Testing the H.T. circuit of a magneto while it is in position on the car is rather an unsatisfactory proposition, but nevertheless it has to be done when it is not convenient to remove the magneto for a bench test.
The procedure recommended is as follows: remove a wire from one plug and lay it on the cylinder so that the spark may jump to earth; start the engine, then hold the disconnected plug lead about a 1 in. from the cylinder. If the H.T. circuit is in order, the spark should jump this gap easily. If it does not, then the magneto is definitely defective. Do not be misled by the fact that you can obtain what you assume to be a good spark if you hold the plug wire say 1/8 in. from the cylinder, as this spark will not be strong enough to jump the plug points under compression. You must obtain a spark of at least ¼ in. for the plug to fire satisfactorily under compression. On no account should the engine be allowed to run with the disconnected plug lead in such a position that a spark cannot jump to earth.
From the foregoing remarks it will also be clear that the. operation of removing all the plugs and laying them on the top of the cylinders with the plug leads connected, then cranking the engine and observing whether they are sparking or not, will be no criterion as to the condition of the magneto.
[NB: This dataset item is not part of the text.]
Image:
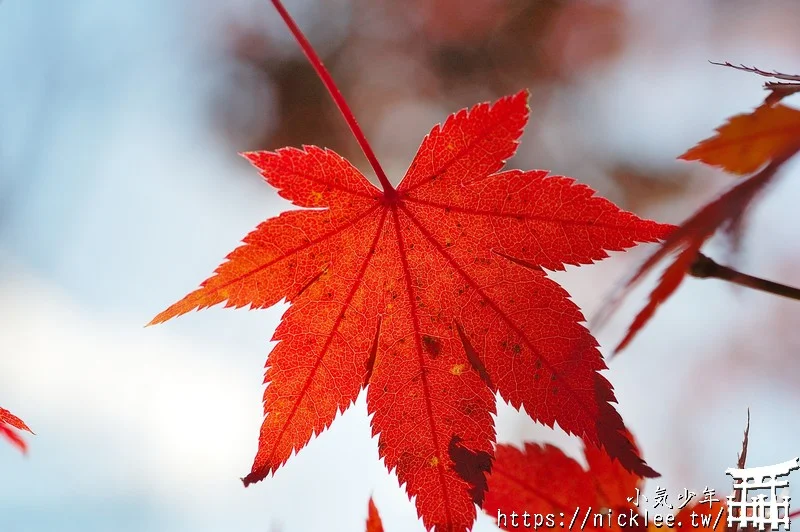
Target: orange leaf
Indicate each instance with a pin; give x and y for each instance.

Should you find on testing the high tension that the spark is weak and will only jump a small gap, the following components should be examined for a possible visible fault.

Distributor Board.
Look for tracking between segments, tracking between cable terminals or puncture at base or adjacent to fixing clips (see Fig. 22). The foregoing faults are usually visible but in cases of doubt they can be tested on the H.T. test previously described.

This component can usually be withdrawn after removal of the distributor board; care must be taken not to let the carbon brushes fall out or fall into the magneto. The most common failure with this component is a puncture in the insulation, allowing the spark to jump to earth. A breakdown of this description is very rare and is more often brought about by the mishandling of the rotor, resulting in it becoming cracked.

The Pickup.
This component is situated at the slip ring end of the armature and picks up the H.T. current from the slip ring.
Defects to look for in the pickup are puncture in insulation, tracking, carbon brushes stuck up, broken or missing altogether. Let us assume that the fore­going components have tested O.K. but still we obtain no results from the magneto. The only obvious course is to remove the magneto for further bench tests, which is dealt with in a later section.